Example of interpretation using model with a high level of abstraction

  1. 1.

    Actual soil movements, measured by underground position sensors.

  2. 2.

    Expected soil movements, based on soil behavior models, where (expected) external forces onto the soil are also taken into account.

  3. 3.

    Estimated underground geometry of pipeline structures, based on construction and maintenance plans.

  4. 4.

    Estimated mechanical properties of pipeline segments and structures, based on physics and analysis of similar pipeline segments elsewhere.

The LSMS uses to the actual ground movements and the assumed model of the underground to create a better estimate of the actual underground. It then computes forces on the pipe structure and uses those in combination with estimated mechanical properties to determine an estimate of the structural reliability. Note that it does also take into account possible variations of parameters involved, due to the uncertainty.
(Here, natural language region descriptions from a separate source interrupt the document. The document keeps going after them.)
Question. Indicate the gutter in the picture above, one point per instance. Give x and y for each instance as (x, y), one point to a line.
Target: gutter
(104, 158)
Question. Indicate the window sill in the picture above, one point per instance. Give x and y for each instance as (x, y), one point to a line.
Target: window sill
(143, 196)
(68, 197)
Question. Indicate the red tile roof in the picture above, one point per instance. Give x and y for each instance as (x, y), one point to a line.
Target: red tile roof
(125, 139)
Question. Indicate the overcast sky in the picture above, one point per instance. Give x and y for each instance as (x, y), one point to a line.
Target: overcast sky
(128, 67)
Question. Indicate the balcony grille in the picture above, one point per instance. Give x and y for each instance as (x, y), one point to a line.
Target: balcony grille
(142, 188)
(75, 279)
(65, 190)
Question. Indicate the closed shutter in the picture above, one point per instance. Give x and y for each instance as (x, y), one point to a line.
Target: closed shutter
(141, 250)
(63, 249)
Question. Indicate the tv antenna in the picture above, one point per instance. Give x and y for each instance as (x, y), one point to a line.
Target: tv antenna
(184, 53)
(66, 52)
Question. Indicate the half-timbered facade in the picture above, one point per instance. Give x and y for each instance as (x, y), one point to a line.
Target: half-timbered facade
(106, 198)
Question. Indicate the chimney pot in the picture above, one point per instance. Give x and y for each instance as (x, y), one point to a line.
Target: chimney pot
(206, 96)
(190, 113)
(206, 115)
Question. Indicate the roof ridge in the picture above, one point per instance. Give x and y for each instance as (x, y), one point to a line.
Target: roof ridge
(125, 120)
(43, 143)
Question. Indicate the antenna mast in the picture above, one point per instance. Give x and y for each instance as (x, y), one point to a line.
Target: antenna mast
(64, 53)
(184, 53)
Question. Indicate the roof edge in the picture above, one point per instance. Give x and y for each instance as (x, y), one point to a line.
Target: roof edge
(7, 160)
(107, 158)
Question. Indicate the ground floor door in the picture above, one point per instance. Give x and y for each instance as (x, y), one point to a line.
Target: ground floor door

Each of these different aspects (e.g. soil movement, structural behavior of pipe geometry based on ground forces) requires a model of its own. Next to sensor data, it also requires data on the ground buildup and geometries of pipelines. Because the ground buildup tends to vary, just as the pipeline geometries, estimating the chance of failure for all segments of—for example a country like—the Netherlands results in an explosion of computations to be carried out on a large dataset.

3.1.2 Temporal Issues

The way data has to be collected and interpreted (also) depends on what LSMS (end-)users expect the LSMS to do, from a temporal point of view:

  1. 1.

    assessment of the current state of the system under observation

  2. 2.

    an estimation of possible future states of that system

As was shown above in the case of the LSMS for underground pipelines, assessing the current state of a system under observation can already require many computations because of the need to evaluate different models involved. When information on possible future states is also required, there is need for even more computation and possibly extra storage. This is due to the fact that the interpretation part of the monitoring system needs a model of the system under observation, that allows to predict or estimate future states of the system. Roughly said, two types of models can be distinguished.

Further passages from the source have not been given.